América do Sul: a política da região “é claramente um crédito negativo” que pesará sobre os títulos corporativos e públicos (Edinson Arroyo/Bloomberg)
Bloomberg
Publicado em 25 de maio de 2021 às 13h30.
Última atualização em 25 de maio de 2021 às 13h55.
Por Eduardo Thomson, Ezra Fieser e Maria Elena Vizcaino
Durante anos, foi fácil para investidores dividir a América do Sul em dois campos. Em um deles ficavam os instáveis, países como Argentina, Equador e Venezuela, onde a turbulência frequente fragilizou economias e levou empresas ao colapso. No outro, estava o oásis da estabilidade, principalmente no Chile, Colômbia e Peru, onde o drama era mínimo e gestores de ativos podiam se sentir razoavelmente seguros.
Mas, de repente, esses paraísos andinos parecem um pouco instáveis, e a reação dos mercados não é positiva. Mesmo antes de a nota de crédito da Colômbia ter sido rebaixada para alto risco na semana passada, os títulos em moeda local do país mostravam o pior desempenho entre mercados emergentes, resultado de uma tentativa mal coordenada de aumentar impostos que provocou uma onda de protestos. A moeda do Peru despencou quando um marxista confesso assumiu a liderança nas pesquisas para a corrida presidencial. E a bolsa do Chile mostra o pior desempenho do mundo depois que o establishment político foi derrotado em uma votação para escolher os membros da assembleia para reescrever a Constituição.
A turbulência política pode ser vista como o primeiro disparo em um movimento antissistema na região depois que a pandemia abalou a América Latina e agravou a desigualdade como em nenhum outro lugar. Agora, após uma expansão constante da classe média no início deste século, cidadãos exigem mais ajuda social e reformulação das políticas pró-empresas que priorizam o crescimento econômico acima de tudo.
A mudança na política andina não foi tanto um realinhamento da direita contra a esquerda, mas, sim, uma rejeição de quem estava no poder em meio à crise econômica causada pela pandemia de coronavírus e o que foi percebido como uma resposta lenta. Se investidores costumavam saber o que esperar de autoridades do governo, mesmo que as políticas não fossem ideais, essa previsibilidade agora faz muita falta.
“O traço comum e claro tem sido o descontentamento constante e crescente contra o establishment político”, disse Patrick Esteruelas, chefe de pesquisa da Emso Asset Management, que administra 6 bilhões de dólares em títulos. “Houve uma punição clara contra o governante ou o partido associado à hierarquia política estabelecida em favor de políticos que podem se colocar como agentes de mudança.”

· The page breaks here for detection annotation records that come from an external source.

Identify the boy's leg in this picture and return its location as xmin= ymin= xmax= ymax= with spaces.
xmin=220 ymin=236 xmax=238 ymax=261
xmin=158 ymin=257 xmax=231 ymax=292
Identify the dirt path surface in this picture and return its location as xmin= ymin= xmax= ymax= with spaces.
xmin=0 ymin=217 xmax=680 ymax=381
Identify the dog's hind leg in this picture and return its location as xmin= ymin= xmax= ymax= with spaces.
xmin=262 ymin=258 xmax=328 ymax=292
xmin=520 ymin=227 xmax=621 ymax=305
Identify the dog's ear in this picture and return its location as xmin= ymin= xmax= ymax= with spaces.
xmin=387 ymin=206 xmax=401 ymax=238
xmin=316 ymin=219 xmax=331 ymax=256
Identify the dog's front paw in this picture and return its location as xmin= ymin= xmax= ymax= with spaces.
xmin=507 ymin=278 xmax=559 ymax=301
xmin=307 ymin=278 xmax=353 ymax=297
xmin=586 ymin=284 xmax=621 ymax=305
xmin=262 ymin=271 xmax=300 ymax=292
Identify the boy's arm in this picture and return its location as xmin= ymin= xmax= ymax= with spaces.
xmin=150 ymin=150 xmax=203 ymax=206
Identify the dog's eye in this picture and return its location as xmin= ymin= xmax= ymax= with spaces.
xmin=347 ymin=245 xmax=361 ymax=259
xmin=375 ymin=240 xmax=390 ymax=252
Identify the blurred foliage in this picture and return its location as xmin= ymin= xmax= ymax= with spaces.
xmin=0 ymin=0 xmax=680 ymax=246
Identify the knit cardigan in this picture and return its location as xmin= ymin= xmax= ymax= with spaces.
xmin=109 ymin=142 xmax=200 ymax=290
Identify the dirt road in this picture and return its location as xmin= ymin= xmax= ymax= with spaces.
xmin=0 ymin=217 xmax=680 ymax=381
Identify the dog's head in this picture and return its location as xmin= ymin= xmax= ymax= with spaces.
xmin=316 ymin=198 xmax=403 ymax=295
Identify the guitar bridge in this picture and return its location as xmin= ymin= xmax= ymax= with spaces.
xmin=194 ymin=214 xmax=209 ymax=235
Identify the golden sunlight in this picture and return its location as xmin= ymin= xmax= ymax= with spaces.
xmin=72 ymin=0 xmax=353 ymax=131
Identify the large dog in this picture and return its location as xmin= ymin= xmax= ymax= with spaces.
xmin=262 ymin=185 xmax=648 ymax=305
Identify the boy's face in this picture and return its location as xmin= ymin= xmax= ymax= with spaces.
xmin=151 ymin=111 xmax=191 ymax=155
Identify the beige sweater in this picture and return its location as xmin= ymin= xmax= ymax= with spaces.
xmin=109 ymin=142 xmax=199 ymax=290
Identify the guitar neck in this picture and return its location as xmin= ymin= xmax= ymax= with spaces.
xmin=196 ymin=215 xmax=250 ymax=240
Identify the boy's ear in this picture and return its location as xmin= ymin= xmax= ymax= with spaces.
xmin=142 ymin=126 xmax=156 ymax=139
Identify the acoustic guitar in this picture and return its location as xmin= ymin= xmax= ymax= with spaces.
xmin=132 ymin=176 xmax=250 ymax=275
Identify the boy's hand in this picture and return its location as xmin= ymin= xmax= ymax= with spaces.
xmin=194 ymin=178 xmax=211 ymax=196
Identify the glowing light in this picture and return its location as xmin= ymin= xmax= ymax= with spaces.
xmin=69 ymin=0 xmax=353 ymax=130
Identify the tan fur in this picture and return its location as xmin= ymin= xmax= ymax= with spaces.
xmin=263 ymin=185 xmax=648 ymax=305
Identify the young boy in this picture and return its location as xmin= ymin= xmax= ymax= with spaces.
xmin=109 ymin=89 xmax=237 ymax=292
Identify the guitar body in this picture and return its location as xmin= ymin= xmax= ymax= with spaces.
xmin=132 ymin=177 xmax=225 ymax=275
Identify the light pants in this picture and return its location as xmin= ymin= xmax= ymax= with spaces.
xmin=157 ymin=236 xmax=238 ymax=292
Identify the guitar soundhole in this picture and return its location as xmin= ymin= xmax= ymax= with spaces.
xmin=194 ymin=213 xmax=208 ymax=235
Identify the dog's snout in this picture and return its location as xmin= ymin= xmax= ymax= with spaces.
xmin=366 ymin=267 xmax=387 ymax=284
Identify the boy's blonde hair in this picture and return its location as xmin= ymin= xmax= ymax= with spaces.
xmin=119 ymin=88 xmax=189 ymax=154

A política da região “é claramente um crédito negativo” que pesará sobre os títulos corporativos e públicos, disseram os analistas do Citigroup, Eric Ollom e Donato Guarino, em 20 de maio. O Deutsche Bank disse que as moedas andinas terão desempenho inferior ao de pares latino-americanos ao longo do próximo mês. O Morgan Stanley alertou que mais rebaixamentos estão a caminho e que as perdas para investidores de títulos podem aumentar depois que a S&P Global Ratings rebaixou a nota de crédito da Colômbia para junk neste mês.
No mercado de câmbio, geralmente considerado o melhor indicador financeiro da saúde e estabilidade de uma economia, o peso argentino despencou 85% e o real perdeu um terço do valor frente ao dólar nos últimos cinco anos. Em contraste, o peso do Chile desvalorizou menos de 5%. Antes da pandemia, o sol do Peru foi negociado em uma faixa de 3,2 e 3,4 por dólar por quatro anos, uma oscilação inferior a 7%. A moeda colombiana, embora mais volátil, na maior parte do período acompanhou o preço do petróleo, principal produto de exportação do país.
No Peru, o apoio ao candidato de esquerda à Presidência, Pedro Castillo, vem principalmente das áreas rurais, historicamente ignoradas pelo governo de Lima. Do outro lado da disputa do segundo turno em junho está Keiko Fujimori, integrante da direita que se apresentou como candidata pró-empresas para aumentar a confiança dos investidores.
Claro que as coisas estão longe de ser perfeitas no México e no Brasil, as maiores economias da América Latina, cujos governos adotaram uma linha populista. Os mercados mexicanos se mostraram amplamente resilientes, enquanto o Brasil foi mais impactado pela pandemia de coronavírus.
Alguns gestores de ativos dizem que as ondas vendedoras em países andinos podem em breve criar uma oportunidade de compra para investidores dispostos a tolerar a volatilidade. Klaus Kaempfe, chefe de alocação de ativos da Credicorp Capital em Santiago, diz que Chile e Peru serão atraentes quando as perspectivas para as eleições ficarem mais claras, embora possa demorar mais para a Colômbia.